Posted by Samuel on Thu 22nd Aug, 2019 - tori.ng

There are certain heritage sites that every Nigerian man has to visit. These are some of those heritage sites.

A Heritage Site is a landmark or area which is selected as having cultural, historical, scientific or other forms of significance. Your next travel plan should include some of these sites whose cultural and historical value would give you an insight into the lives of our ancestors and the incredible legacy they have passed down to us.
 
Osun-Osogbo Sacred Grooves


The dense forest of the Osun Sacred Grove, on the outskirts of the city of Osogbo, is one of the last remnants of primary high forest in southern Nigeria. Regarded as the abode of the goddess of fertility Osun, one of the pantheon of Yoruba gods, the landscape of the grove and its meandering river is dotted with sanctuaries and shrines, sculptures and artworks in honour of Osun and other deities.
 
Every year, the Osun-Osgogbo festival is celebrated in the month of August at the grove. Yearly, the festival attracts thousands of Osun worshippers, spectators and tourists from all walks of life.
 
Sukur Cultural Landscape


The Sukur Cultural Landscape, with the Palace of the Hidi (Chief) on a hill dominating the villages below, the terraced fields and their sacred symbols, and the extensive remains of a former flourishing iron industry, is a remarkably intact physical expression of a society and its spiritual and material culture.

Sukur is located in Madagali local government area of Adamawa state.
 
Ogbunike Caves


The Ogbunike caves are located in Ogbunike, Anambra State. The main cave consists of a massive structure with a big open chamber of about 5m high, 10m wide and 30m long at the entrance. There are ten tunnels at the main chamber leading to different directions.

Visitors must remove their shoes before entering the caves, as per tradition. And women who are having their monthly cycle cannot go in.
 
Alok Ikom Stone Monoliths


Akwasnshi/Atal as the monolith is called among the Ejagham people of the Cross River State is distributed among over” thirty communities. In each community, the stones are found in circles, sometimes perfect circles, facing each other standing erect, except where they have been tampered with by weather or man.

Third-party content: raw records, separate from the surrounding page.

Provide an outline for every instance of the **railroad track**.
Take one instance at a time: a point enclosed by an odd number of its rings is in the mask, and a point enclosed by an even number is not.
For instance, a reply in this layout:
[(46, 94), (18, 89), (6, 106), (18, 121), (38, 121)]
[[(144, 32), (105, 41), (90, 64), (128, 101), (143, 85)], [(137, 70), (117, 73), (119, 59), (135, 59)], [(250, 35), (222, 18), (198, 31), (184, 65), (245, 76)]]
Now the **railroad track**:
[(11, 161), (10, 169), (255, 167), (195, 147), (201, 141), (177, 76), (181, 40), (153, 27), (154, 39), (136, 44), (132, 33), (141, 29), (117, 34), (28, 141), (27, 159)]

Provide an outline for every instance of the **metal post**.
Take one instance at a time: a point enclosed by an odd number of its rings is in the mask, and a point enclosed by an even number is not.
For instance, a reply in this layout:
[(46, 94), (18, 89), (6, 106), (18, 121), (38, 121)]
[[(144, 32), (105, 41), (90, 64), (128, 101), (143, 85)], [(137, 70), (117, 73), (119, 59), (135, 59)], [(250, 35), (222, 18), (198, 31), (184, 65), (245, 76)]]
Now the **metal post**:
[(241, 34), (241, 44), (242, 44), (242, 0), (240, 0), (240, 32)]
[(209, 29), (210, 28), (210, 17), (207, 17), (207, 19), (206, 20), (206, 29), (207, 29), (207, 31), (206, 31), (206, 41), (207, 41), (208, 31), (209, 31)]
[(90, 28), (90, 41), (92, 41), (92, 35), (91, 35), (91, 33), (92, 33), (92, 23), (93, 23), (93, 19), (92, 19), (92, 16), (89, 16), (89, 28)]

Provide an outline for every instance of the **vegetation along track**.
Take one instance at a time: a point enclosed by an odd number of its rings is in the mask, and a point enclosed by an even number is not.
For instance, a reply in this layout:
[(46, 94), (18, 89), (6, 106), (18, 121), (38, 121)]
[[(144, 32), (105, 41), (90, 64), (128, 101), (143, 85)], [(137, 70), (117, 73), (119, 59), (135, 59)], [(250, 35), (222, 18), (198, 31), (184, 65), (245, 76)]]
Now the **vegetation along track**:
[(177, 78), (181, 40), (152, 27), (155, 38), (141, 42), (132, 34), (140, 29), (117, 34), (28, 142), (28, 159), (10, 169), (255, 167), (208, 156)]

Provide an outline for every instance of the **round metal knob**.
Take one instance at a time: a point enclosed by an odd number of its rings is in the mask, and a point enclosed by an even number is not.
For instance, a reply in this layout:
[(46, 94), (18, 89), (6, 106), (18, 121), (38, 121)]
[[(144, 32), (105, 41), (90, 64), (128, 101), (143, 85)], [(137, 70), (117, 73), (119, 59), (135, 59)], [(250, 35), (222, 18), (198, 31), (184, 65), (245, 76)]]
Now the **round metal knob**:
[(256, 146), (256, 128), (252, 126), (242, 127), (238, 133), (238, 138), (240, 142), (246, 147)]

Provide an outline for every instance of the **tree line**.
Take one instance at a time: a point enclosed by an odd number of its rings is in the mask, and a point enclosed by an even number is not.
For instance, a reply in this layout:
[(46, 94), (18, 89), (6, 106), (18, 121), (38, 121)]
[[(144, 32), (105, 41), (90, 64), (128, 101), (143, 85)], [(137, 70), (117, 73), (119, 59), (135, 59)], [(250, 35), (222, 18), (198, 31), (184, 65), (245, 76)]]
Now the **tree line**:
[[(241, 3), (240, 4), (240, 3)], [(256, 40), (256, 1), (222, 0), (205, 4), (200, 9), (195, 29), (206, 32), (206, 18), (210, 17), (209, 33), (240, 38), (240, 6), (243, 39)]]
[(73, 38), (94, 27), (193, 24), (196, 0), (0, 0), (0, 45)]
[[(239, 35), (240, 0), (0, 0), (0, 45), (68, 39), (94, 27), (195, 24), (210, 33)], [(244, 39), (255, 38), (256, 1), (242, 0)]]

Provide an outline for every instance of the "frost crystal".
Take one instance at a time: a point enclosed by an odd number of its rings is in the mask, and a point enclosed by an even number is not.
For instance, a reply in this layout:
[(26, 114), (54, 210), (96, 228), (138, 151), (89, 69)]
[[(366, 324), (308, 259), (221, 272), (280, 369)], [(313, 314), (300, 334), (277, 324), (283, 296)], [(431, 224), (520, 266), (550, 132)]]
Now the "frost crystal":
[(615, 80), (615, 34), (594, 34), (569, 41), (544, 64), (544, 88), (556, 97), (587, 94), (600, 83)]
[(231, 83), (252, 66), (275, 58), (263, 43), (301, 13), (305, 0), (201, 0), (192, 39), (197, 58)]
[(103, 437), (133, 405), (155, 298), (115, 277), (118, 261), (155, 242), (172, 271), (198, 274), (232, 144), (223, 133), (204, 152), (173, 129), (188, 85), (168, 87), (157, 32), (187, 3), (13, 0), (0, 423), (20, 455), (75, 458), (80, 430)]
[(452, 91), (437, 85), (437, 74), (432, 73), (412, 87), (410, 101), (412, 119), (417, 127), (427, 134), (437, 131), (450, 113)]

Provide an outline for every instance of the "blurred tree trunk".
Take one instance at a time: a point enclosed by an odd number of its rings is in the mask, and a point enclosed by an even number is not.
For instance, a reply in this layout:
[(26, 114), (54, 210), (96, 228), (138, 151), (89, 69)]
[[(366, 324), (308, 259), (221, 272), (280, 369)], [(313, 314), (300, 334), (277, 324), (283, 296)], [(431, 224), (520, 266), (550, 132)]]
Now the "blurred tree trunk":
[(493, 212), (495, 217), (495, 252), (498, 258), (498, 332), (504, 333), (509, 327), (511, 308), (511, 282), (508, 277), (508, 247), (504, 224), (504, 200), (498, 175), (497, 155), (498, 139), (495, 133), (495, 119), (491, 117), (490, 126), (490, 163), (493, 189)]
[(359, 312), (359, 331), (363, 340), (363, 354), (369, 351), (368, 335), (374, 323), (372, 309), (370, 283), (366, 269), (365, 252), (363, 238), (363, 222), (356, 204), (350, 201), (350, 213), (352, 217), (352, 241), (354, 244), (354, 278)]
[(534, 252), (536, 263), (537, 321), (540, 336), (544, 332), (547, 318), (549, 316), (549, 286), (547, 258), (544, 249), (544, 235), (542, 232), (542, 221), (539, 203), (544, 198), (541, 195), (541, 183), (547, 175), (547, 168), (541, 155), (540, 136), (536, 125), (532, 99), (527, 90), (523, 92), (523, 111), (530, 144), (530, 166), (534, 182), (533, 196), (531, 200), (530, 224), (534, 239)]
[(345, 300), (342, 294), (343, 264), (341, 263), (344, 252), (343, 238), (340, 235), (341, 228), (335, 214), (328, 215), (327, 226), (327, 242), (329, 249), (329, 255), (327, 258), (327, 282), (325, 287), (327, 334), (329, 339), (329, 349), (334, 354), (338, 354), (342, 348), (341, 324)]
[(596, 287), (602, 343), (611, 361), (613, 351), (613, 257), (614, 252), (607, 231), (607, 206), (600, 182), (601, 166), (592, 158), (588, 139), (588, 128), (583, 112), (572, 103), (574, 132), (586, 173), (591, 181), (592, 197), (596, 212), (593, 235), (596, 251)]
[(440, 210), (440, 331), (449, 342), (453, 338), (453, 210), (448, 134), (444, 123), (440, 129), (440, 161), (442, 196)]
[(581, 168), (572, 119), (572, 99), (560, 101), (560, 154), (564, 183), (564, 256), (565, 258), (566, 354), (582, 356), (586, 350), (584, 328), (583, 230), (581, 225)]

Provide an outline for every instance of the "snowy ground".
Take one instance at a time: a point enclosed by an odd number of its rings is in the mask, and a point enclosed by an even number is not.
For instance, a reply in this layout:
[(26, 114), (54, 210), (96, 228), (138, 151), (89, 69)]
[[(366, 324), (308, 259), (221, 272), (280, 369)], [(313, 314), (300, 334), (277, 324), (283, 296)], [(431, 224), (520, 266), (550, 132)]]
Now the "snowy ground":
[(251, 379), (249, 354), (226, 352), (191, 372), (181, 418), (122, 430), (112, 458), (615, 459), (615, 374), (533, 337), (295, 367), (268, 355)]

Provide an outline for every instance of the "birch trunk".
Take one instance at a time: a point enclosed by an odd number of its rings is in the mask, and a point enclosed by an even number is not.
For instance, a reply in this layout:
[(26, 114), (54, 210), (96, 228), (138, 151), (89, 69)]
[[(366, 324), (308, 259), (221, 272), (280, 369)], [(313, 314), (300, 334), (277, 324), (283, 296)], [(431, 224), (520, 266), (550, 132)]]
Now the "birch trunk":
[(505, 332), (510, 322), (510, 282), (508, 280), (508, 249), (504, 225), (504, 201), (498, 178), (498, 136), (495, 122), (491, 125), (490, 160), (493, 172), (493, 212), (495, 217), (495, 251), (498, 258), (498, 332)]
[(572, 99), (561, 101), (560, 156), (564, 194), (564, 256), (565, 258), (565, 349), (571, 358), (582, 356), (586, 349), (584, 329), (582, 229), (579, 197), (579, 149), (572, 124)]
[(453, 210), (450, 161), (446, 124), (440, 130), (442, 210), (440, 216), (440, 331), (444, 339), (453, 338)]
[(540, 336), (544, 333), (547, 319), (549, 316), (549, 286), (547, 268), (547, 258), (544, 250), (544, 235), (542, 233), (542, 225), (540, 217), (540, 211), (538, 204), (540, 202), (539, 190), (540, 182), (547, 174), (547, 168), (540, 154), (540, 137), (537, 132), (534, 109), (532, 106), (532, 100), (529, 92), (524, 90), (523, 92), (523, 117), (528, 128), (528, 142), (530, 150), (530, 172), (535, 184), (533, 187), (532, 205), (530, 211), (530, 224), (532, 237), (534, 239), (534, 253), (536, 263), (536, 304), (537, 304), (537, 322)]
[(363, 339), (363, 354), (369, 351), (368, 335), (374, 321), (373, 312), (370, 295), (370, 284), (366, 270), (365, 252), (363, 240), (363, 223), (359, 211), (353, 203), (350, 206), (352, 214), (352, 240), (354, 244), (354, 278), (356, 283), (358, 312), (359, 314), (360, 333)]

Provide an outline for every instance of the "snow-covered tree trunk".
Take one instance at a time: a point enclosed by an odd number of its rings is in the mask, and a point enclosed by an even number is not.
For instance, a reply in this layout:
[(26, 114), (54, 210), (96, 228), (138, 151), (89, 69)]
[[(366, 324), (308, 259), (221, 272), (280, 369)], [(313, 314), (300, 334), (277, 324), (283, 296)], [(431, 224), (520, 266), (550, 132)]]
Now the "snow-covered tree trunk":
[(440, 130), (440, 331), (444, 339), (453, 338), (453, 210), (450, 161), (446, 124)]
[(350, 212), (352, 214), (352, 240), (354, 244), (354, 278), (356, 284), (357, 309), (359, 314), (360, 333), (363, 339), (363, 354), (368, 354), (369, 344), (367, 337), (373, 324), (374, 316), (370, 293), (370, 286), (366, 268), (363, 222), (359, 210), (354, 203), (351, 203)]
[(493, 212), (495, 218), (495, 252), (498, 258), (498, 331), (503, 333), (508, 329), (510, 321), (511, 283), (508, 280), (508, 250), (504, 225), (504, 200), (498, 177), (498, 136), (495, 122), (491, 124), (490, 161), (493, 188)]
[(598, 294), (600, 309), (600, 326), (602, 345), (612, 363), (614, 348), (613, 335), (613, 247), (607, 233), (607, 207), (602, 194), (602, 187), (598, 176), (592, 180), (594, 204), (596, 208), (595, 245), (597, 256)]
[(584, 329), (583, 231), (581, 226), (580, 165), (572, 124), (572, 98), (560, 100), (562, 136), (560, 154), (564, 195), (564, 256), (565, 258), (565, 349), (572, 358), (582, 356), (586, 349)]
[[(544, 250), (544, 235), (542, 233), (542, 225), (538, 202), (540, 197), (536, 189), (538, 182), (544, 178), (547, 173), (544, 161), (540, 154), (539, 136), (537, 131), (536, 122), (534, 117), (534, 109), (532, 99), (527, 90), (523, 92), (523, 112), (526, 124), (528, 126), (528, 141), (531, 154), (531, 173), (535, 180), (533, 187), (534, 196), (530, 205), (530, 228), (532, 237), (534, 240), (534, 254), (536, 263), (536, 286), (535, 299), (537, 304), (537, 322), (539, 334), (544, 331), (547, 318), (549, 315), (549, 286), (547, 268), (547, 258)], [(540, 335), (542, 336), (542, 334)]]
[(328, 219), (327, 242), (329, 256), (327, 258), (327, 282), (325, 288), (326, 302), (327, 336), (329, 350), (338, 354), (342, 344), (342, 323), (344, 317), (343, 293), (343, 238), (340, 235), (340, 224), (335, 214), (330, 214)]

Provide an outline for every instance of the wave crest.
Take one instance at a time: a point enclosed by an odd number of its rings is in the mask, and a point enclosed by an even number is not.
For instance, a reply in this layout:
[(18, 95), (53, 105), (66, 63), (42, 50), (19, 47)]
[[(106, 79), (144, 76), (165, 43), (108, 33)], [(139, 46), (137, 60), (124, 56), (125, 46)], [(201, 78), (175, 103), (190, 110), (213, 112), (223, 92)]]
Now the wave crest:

In some cases, the stones are found in the centre of the village or in the central meeting place of the village elders, as in the case of Alok and Agba communities. In Etinan and Nabrokpa communities, the stones are located in an area of uncultivated forest outside the villages. The majority of the stones are carved in hard, medium-textured basaltic rock, a few are carved in sandstone and shelly limestone. The common features of the monoliths are that they are hewn into the form of a phallus ranging from about three feet in height to about five and half feet and are decorated with carvings of geometric and stylized human features, notably two eyes, an open mouth, a head crowned with rings, a stylized pointed beard, an elaborately marked navel, two decorative hands with five fingers, a nose, various shape of facial marks.
 
Lake Chad Cultural Landscape


The Lake Chad is a vast area of fresh water located in the middle of sand dunes which covers territories in 4 countries: Nigeria, Cameroon, Niger and Chad. Its geology has undergone variations which are the object of numerous controversies. The current area is around 17,000 km2 (measured during its high point at the end of the rainy season). It is an endorheic lake fed mainly by the Logone Chari and Komadougou watercourses.